Rich Zahradnik’s Lights Out Summer won the Private Eye Writers of America’s Shamus Award for Best Paperback Original novel in 2018. The main character Coleridge Taylor is a Crime Reporter. Not what I would call a traditional private eye, but he does fit perfectly the PWA definition. None of that is really important. I only mention, so a reader doesn’t jump into this thinking they’re getting Sam Spade (or Fuzzy Koella, for that matter).

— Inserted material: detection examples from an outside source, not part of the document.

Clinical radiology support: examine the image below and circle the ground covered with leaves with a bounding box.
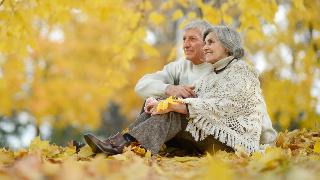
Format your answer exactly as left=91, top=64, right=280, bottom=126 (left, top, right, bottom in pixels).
left=0, top=130, right=320, bottom=180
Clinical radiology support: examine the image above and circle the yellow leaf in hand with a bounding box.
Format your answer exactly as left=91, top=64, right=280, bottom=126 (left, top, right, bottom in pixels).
left=313, top=141, right=320, bottom=153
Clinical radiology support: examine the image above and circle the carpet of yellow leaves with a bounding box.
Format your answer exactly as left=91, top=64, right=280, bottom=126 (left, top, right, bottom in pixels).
left=0, top=130, right=320, bottom=180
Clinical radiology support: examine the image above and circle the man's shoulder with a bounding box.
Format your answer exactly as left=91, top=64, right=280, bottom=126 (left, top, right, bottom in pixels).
left=166, top=58, right=192, bottom=68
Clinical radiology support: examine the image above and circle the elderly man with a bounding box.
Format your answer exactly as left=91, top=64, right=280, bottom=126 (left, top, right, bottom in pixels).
left=84, top=20, right=273, bottom=155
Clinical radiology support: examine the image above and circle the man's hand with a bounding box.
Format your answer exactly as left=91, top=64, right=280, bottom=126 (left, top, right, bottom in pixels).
left=165, top=85, right=196, bottom=98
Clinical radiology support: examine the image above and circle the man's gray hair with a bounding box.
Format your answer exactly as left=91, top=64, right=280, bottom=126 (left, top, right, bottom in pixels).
left=184, top=20, right=212, bottom=35
left=203, top=26, right=244, bottom=59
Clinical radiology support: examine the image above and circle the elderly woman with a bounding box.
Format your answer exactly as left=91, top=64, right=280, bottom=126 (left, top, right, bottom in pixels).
left=85, top=26, right=276, bottom=154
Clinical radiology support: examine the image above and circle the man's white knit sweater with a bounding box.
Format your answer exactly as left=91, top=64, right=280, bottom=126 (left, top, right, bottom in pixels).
left=135, top=59, right=277, bottom=148
left=135, top=59, right=212, bottom=98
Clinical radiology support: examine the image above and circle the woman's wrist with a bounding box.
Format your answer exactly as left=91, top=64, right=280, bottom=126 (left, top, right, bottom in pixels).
left=171, top=103, right=188, bottom=114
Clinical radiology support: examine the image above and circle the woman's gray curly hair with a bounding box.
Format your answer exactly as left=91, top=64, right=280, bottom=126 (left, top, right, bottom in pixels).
left=203, top=26, right=244, bottom=59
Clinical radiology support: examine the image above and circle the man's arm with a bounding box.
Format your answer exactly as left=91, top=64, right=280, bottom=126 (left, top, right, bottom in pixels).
left=135, top=62, right=178, bottom=98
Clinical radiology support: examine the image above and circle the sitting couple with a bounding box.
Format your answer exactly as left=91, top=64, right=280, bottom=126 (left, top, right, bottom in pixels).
left=84, top=20, right=276, bottom=155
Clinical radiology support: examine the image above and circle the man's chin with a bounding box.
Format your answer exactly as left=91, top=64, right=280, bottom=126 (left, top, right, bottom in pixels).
left=186, top=55, right=193, bottom=61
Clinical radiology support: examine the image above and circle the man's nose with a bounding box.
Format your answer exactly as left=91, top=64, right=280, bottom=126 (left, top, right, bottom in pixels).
left=183, top=40, right=190, bottom=47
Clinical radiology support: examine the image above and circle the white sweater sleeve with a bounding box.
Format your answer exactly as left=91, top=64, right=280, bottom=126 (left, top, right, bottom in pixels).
left=135, top=61, right=181, bottom=98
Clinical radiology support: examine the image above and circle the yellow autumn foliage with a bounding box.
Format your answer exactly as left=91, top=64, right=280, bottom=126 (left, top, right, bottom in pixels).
left=0, top=0, right=320, bottom=129
left=0, top=130, right=320, bottom=180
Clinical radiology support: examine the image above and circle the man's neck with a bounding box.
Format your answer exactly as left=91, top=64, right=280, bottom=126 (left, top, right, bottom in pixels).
left=191, top=59, right=204, bottom=65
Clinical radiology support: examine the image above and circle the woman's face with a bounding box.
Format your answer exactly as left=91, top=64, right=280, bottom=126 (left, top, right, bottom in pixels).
left=203, top=32, right=229, bottom=64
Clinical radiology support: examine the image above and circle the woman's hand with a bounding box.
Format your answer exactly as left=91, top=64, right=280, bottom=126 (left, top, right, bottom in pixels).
left=144, top=97, right=159, bottom=114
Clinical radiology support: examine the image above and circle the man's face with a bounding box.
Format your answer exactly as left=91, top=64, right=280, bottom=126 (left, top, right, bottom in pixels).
left=183, top=28, right=204, bottom=64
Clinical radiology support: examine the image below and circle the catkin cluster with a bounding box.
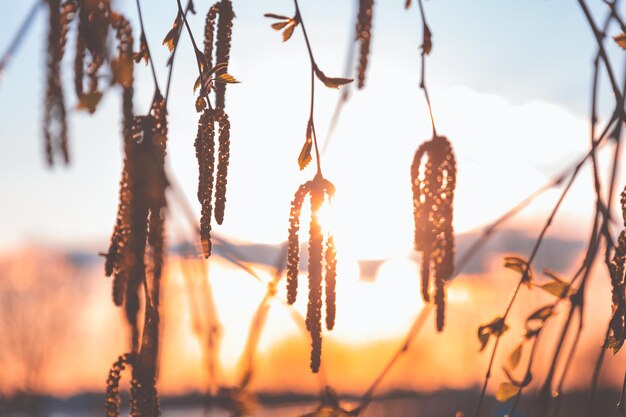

The book is set in 1977 New York. The Summer of Sam, and the NYC blackout, which leds the book its title. The media is in a frenzy over The Story. Son of Sam, a serial killer hunting young lovers throughout the city’s boroughs. Taylor works for a local news wire, and pushed constantly to cover Sam. However, he resist this. Rightfully, arguing that everyone is covering it. Instead he chooses to cover the murder of a young Harlem woman, whose case is buried under the coverage by both the police and press of the serial killings.
Lights Out Summer isn’t quite the action-packed thriller of Hardman, but it’s still hard-boiled. Taylor is no amateur sleuth. And the crime here is street crime conducted by drug dealers and other low-lifes. While it doesn’t have the frenetic action of some hard-boiled novels, it still works the mystery at an excellent pace…and picks up just right when the black out hits the city.
I am thrilled to discover Zahradnik, and I hope you will give him a try, too.